Yahraes is moving fast on this, Brown said. Normally, adding a program like this would take place over an extended period. Instead, he’s got a green light to move forward. The only question before “signing” someone on is to make sure of the money.

Nichol said that it is “marvelous that they’re doing this.

“Great for kids.”

He has resigned as adviser this year to spend more time with his family, he said. This year, parent Niki Stafford, who has helped for the past five years, has begun taking over Nichol’s duties.

“I don’t plan on being completely out of it,” Nichol said. He said he’ll help if others in the program need or want him to, but he plans to work more behind the scenes, to be a go-between with the program and the industry and to handle discipline.

Nichol remains passionate about educating students in forestry and natural resources. The timber industry remains at the heart of the Sweet Home community – although SHHS hasn’t had a forestry class since 1984 – and the community should be demanding a program, he said.

“That turf field (Husky Field) was built by timber and (timber-related) construction,” Nichol said. “This is one way that our school system can give back.”

It’s an opportunity for Sweet Home graduates, Nichol said. Timber jobs pay well, and jobs are widely available.

Alumnus Karla Burcham, who worked for Weyerhaeuser at the time and reminded Nichol of the school’s old forestry program, helped him organize the current Forestry Club in 2007.

Sweet Home timber industry members jumped on the opportunity and have continued to support it by donating money, product and equipment. Those supporters include Weyerhaeuser, the Friends of Paul Bunyan, Rice Logging, Burke Logging, Melcher Logging, THI, Timberline Logging and McCollum Logging.

“We’ve put back a number of people into the industry,” Nichol said. Rice Logging has employed 11 of his students.

“This is a huge thing for the businesses of Sweet Home that we as a district can give back. There are three kids in our school system right now that are going to be forest engineers.”

“It needs to be expanded,” said Ted Hufford, who owns Timberline Logging, is a member of the Friends of Paul Bunyan Foundation board of directors and has recently employed three workers who were part of Scio’s forestry program. “They come with a little bit of knowledge. It’s nice.”

The program gives students an advantage if they’re looking for work, he said. “They’re absolutely a step ahead.”

They know what a choker is, he said. They know how to set a choker.

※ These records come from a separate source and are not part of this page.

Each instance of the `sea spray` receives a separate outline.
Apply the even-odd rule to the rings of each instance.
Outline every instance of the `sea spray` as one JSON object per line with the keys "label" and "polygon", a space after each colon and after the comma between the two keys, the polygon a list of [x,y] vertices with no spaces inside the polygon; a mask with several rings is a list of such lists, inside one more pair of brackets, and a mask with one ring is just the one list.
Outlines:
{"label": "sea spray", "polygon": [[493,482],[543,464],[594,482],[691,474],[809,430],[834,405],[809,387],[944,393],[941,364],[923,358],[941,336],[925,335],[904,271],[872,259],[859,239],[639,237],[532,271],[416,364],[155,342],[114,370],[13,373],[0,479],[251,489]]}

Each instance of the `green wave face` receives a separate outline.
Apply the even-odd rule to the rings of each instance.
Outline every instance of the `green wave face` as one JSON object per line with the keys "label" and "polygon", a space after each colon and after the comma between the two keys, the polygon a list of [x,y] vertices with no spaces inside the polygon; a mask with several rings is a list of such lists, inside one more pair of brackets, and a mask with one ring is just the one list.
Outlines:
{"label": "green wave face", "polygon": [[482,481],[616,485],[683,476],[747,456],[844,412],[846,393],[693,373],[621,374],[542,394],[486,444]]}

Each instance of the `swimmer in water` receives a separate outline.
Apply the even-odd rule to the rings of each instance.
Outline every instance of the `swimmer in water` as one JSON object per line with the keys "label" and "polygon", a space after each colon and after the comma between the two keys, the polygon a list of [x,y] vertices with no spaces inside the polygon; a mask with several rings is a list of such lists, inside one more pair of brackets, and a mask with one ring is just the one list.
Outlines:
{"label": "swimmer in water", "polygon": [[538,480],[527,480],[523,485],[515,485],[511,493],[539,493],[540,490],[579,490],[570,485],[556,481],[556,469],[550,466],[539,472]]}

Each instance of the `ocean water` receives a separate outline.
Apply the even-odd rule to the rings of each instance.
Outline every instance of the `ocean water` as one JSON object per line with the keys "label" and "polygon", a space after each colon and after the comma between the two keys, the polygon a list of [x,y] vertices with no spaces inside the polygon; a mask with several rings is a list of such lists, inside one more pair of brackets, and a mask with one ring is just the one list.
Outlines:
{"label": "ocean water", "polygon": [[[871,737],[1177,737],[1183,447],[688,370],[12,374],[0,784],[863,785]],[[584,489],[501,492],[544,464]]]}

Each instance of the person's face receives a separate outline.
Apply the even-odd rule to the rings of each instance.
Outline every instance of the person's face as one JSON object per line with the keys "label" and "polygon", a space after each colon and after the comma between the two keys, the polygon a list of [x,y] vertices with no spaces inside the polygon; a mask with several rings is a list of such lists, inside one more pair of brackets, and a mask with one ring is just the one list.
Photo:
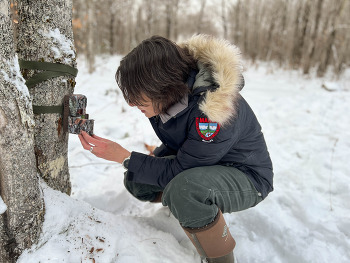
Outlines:
{"label": "person's face", "polygon": [[147,118],[154,117],[158,115],[158,112],[153,108],[153,104],[150,98],[143,96],[144,102],[142,105],[133,105],[130,104],[131,107],[136,106]]}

They know know the basics.

Timber remains a huge part of the Oregon economy, Hufford said. “It’s a much needed commodity.”

And jobs are available in the industry.

“I could put five people on right now,” Hufford said, and only two of those positions require experience.

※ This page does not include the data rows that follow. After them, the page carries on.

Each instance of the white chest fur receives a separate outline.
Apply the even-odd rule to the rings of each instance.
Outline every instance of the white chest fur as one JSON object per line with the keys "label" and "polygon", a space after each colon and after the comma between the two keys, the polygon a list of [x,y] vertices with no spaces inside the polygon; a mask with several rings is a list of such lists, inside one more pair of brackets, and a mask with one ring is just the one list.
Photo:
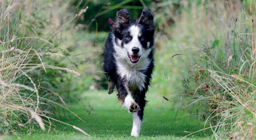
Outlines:
{"label": "white chest fur", "polygon": [[134,65],[117,61],[118,73],[122,78],[126,78],[130,83],[130,88],[136,87],[141,90],[145,87],[144,83],[146,81],[146,76],[141,71],[147,69],[148,64],[145,66],[139,64]]}

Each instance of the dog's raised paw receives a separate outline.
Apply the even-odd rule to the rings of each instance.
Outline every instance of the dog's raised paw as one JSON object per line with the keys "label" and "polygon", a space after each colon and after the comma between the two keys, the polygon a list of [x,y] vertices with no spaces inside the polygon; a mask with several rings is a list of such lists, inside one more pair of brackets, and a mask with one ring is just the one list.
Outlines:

At a recent logging conference, loggers were discussing how to get more youths interested in the timber industry, Hufford said. The industry has jobs available, and those jobs pay well, from $16 to $25 per hour, with benefits.

Hufford said he can’t think of many jobs for an 18-year-old that pay as well.

Brown said he’s been able to see first-hand what this program can mean for students.

One sophomore was involved in sports when he was younger, but since reaching high school he lost interest in sports and wasn’t very involved in school activities, Brown said. Instead, he has become more interested in cars, racing and welding – and he got involved with the Forestry Club.

“He’s one of our top kids,” Brown said. “He has a family here – a forestry family.”